MIAMI GARDENS — The Jamaican Diaspora in South Florida on Tuesday celebrated the life of Ralston “Rex” Nettleford with speeches, songs and dance.
The celebration at the Episcopal Church of the Holy Family in Miami Gardens was cultured and classy, low key and uplifting, the way Nettleford, a former University of West Indies professor, would have wanted it, some said.
Upon entering the church, the scene could have been a mid-week service. No pictures of Nettleford adorned the stage. A few bouquets of flowers sat at the rear of the stage.
The first signal that you were at a thanksgiving service for the famed choreographer and professor was the program: It featured Nettleford in his academic regalia on the cover, with dates showing the start of his life – Feb. 3, 1933 – and the end date, Feb. 2, 2010.

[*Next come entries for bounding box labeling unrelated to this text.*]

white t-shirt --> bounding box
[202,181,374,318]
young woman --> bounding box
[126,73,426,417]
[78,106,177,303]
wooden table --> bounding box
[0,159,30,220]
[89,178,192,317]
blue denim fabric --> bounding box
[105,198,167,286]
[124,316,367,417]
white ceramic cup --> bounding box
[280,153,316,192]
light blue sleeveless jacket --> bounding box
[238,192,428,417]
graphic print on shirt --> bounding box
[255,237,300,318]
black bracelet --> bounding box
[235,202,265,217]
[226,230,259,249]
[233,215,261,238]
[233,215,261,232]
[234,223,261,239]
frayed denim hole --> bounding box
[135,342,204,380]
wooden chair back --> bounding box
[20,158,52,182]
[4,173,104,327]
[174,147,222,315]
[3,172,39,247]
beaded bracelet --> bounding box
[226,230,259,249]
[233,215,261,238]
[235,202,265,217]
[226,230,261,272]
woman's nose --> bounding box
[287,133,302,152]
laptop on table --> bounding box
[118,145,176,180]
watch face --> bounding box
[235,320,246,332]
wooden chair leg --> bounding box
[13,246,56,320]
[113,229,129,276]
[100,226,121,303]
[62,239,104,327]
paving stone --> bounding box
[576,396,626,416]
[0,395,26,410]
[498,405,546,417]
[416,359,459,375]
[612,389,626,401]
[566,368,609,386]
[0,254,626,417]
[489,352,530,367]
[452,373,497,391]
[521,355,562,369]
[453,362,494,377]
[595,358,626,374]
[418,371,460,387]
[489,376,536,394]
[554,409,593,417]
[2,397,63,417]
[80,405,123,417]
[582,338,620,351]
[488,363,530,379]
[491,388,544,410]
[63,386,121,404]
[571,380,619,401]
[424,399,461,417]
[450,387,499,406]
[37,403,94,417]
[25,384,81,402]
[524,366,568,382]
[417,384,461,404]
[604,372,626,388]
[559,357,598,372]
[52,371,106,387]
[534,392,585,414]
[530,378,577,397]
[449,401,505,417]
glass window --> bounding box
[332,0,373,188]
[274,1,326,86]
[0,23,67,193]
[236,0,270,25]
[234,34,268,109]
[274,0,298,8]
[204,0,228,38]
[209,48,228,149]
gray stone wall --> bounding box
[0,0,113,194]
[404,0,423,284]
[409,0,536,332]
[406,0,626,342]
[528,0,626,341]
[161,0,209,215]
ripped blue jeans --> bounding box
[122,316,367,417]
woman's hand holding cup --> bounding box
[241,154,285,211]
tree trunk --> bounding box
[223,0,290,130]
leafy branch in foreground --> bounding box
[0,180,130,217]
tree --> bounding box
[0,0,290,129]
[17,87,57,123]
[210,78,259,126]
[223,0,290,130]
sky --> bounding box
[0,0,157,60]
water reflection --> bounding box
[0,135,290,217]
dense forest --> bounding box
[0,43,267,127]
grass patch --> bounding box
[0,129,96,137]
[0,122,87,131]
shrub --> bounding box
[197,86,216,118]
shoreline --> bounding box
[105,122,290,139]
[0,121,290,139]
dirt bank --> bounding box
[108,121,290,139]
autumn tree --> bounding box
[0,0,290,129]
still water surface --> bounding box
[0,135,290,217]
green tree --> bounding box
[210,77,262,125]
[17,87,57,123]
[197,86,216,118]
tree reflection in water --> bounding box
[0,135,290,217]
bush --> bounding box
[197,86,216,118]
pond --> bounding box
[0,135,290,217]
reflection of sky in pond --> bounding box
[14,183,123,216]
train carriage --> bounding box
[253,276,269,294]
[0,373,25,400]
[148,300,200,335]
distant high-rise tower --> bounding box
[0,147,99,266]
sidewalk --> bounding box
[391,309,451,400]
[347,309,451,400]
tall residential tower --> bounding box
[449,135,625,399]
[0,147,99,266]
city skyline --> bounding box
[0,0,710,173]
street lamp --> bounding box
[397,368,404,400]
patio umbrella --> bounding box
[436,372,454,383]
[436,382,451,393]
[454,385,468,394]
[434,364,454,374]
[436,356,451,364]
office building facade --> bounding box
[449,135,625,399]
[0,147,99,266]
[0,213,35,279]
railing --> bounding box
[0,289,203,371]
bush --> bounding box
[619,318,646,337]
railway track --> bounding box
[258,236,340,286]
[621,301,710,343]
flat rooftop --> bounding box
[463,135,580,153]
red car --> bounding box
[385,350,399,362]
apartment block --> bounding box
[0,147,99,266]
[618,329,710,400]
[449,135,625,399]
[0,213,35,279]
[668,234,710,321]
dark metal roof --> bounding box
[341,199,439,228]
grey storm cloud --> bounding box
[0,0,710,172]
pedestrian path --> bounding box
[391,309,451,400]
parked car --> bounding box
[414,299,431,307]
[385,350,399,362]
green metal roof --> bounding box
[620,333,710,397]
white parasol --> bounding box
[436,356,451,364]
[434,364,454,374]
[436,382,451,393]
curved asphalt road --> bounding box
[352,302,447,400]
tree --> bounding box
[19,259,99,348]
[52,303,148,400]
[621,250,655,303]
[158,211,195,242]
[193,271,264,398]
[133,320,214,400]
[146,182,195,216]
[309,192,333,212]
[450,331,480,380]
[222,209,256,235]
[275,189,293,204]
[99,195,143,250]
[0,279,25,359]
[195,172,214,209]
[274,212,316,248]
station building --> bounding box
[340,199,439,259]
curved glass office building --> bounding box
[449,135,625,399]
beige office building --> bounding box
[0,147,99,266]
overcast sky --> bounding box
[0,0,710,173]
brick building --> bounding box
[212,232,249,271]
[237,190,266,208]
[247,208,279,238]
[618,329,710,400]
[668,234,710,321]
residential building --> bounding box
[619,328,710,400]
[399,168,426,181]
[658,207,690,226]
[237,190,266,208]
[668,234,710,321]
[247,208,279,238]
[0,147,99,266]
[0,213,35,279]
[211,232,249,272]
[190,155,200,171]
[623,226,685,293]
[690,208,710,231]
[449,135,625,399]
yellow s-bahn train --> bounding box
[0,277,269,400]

Around the church sat many notable Jamaicans: Ambassador Dudley Thompson, Consul General of Jamaica Sandra Grant Griffiths, poet Malachi Smith and many others from the cultural, educational and media landscape, plus four choirs.
The theme of the tributes: Nettleford was a national treasure who will be very hard to replace.
“Rex had a way of carrying Jamaica to the world,” Thompson said. “He brought honor to Jamaica and the Caribbean.
Many will follow in his footsteps but none will be able to fill his shoes.”
UWI Alumni Association South Florida Chapter President Margaret Barrett said the group is in the process of establishing the Rex Nettleford Foundation for Caribbean Cultural and Social Studies. The goal of the foundation is to raise $5 million over two years. She fondly remembered Nettleford, who lived at the university since the 1960s.
She said she saw his death as bittersweet.
“Rex, boy you toiled. You worked hard,” Barrett said. “Now you can rest.”
Numerous positive adjectives and adjectival phrases spoken on Tuesday described the man who founded The National Dance Theatre Company: selfless; key care taker; strategic intellect; scholar; artistic; dear friend and father; stoosh; and, amicably, prof.
“The cultural contributions that ‘prof’ gave to Jamaica was better than the occasional barrel or money that would be sent home,” said Marlon Hill, a member of the Jamaican Diaspora Advisory Board.
Nettleford died in the George Washington University Hospital in Washington, D.C., a day before his 77th birthday. He was cremated in the United States. His funeral was Feb. 16 at the University of the West Indies Chapel.
Honors followed Nettleford, scores of them.
He earned an Order of Merit from Jamaica, a country he championed around the world and left only briefly for school as a Rhodes Scholar in Oxford. He wrote several books, served as a statesman to many countries, and was an instructor to thousands.
In 2004, the Rhodes Trust established the Rex Nettleford Prize in Cultural Studies, tenable at UWI.
It is for these and other accomplishments that Thompson implored the audience to find out more about Nettleford.
“We must learn of the man, of what he said and of what he wrote,” Thompson said. “We must let our children know what Jamaica can produce: a man like Rex Nettleford.”